Maria Nordman
For a New City (Serralves Museum & A Working Farm), 2000−01−
Trees (Gingko Biloba and Cupressus Semprevirens), slate, metal, water, grass
c. 824 m2
Coll. Fundação de Serralves — Museu de Arte Contemporânea, Porto
The work of Maria Nordman (Görlitz, Germany, 1943) involves the participation of others in public space. For this reason the concept of site-specific is not sufficient to define her oeuvre. It is, rather, notion of time that is a mandatory reference in the construction of a wider concept, which the artist calls time-specific.

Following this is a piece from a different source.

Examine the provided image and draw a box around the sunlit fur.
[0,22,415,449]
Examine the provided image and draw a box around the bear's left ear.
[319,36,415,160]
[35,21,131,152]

The site for For a New City (Serralves Museum & A Working Farm) was chosen in dialogue with people involved in the daily life of the institution, with people from different generations living in Porto, and with the characteristics of the space itself. In the artist’s own words the agents of the sculpture are also ‘the sun, the moon, the rain, the earth, the grass, the people, the Gingko Biloba and Cuperssus Sempervirens trees, a bath for birds and humans, and the slate’. The work consists of a table with a fountain, four slate benches and ninety-four trees forming two contiguous walkways, the space between each tree being wide enough for a person to go through. The changes resulting from climate conditions and daytime variations, immediately perceived by someone inside the piece, are overlapped by changes occurring from the growth of trees, which will happen over a much longer period and will naturally and systematically redesign the profile and structure of the sculpture. This notion of change is reflected in the artist’ dating of the work as open-ended.
For a New City (Serralves Museum & A Working Farm) was specifically conceived for the Serralves Park during Porto 2001: European Capital of Culture.